Diocese to Scrutinze Transferred Clergy
Wisconsin Sex Scandal Prompts Metuchen to Toughen Background Checks for Priests

By Jeff Diamant
Star-Ledger [Metuchen NJ]
August 11, 2004

The Roman Catholic diocese of Metuchen says it plans to subject transferred priests to one of the most vigorous background checks in the country, following a scandal involving a priest recently charged with molesting a boy 14 years ago in Wisconsin.

The Rev. Simon Palathingal was charged June 3 with abusing a 9-year-old boy while living at a home for elderly priests in Milwaukee during the early 1990s. He had worked in the Metuchen Diocese since December 2001 but had his ministerial privileges revoked after the arrest.

Palathingal, 62, born in India, is a member of the religious order of the Salesians of Don Bosco -- one of the largest Catholic orders in the world -- and was studying at Marquette University, a Jesuit institution in Milwaukee, at the time of the alleged incident.

He arrived in Metuchen 2 1/2 years ago after working with the Salesians in Lake Charles, La., when a priest he knew in the diocese suggested he come help during the Christmas season. Two months later he asked to become permanent, starting a process of diocese background checks. While waiting for approval, he assisted in the day-to-day operations at St. Mary's in South Amboy and St. Bernadette in Parlin.

Metuchen officials say that while reviewing Palathingal's application, they relied in part on a letter from the Salesians in Louisiana that said he was in good standing with the order.

Diocese officials said the Salesians never informed them he had studied in Milwaukee, so they could not investigate his past there.

The new Metuchen policy will require a full review of personnel files for all priests transferring from other dioceses or orders, rather than on summary letters saying an applicant is in good standing, said Ron Rak, the diocese's general secretary.

"Is it going to be more cumbersome? Yes. It is going to require more individual analysis of an individual's record? Yes. Is it worth it? Absolutely," Rak said.

The procedure applies to "extern priests," who, like Palathingal, work outside their religious order or home diocese. Metuchen has 32 extern priests.

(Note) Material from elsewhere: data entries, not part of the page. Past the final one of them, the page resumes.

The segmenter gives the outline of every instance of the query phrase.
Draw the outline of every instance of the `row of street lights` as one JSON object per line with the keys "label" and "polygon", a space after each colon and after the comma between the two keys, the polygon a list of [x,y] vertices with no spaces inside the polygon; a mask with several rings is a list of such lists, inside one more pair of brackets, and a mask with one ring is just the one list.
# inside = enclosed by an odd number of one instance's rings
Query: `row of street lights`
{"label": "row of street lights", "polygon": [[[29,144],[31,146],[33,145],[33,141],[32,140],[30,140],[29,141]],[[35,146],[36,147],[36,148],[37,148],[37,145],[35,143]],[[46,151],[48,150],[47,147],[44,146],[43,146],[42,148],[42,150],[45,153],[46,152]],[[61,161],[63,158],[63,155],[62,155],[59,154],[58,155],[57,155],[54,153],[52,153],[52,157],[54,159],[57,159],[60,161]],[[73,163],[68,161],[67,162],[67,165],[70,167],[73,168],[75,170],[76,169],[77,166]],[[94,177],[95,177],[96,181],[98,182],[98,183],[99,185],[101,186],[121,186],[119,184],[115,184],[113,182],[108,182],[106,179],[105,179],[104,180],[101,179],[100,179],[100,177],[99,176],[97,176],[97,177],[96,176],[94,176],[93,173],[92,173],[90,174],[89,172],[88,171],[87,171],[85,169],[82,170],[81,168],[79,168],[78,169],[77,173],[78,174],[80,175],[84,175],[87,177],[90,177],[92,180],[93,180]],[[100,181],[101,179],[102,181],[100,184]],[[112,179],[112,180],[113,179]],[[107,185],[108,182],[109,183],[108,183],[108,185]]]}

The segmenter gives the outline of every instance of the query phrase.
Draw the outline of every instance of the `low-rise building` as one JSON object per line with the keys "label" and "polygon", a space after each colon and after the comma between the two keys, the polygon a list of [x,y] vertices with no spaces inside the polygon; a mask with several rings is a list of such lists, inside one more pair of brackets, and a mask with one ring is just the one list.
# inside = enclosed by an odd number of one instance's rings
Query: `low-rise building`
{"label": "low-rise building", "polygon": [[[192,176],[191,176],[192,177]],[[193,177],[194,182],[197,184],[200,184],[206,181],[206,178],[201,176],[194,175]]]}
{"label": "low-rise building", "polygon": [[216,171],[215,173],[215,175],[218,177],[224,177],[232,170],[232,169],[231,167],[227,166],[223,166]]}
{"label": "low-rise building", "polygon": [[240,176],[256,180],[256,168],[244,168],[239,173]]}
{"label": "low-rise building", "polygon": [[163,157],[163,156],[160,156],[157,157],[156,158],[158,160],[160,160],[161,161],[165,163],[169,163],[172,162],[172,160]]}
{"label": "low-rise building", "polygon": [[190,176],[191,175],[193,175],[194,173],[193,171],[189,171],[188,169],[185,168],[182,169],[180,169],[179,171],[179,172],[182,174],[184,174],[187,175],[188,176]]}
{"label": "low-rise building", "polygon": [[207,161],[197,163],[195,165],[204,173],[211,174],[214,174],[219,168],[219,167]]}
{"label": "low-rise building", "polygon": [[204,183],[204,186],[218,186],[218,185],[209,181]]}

It was unclear yesterday when the allegation against Palathingal first surfaced, but Bootkoski said in a recent letter to St. Mary's parishioners that the priest "apparently knew" about it a decade ago.

The accuser renewed his allegation this year in an interview with Milwaukee detectives. Palathingal was arrested June 3 in New Jersey at St. Mary's rectory by South Amboy and Milwaukee police, on a criminal complaint charging him with the sexual assaults.

Palathingal and prosecutors have reached an agreement on charges that will allow him to avoid a trial, said Gale Shelton, the Milwaukee assistant district attorney prosecuting the case.

Bootkoski, in his letter, said the case illustrates the need for a nationwide clergy database to track clergy assignments.

"If such a database were in existence, we likely would have known that Father Palathingal had ministered in Milwaukee and we could have inquired about his conduct there," he wrote.

The new guidelines come as a committee of the U.S. Conference of Catholic Bishops is considering ways to beef up national standards for background checks. Many of those standards were implemented two years ago after the clergy sex abuse scandal gained nationwide attention.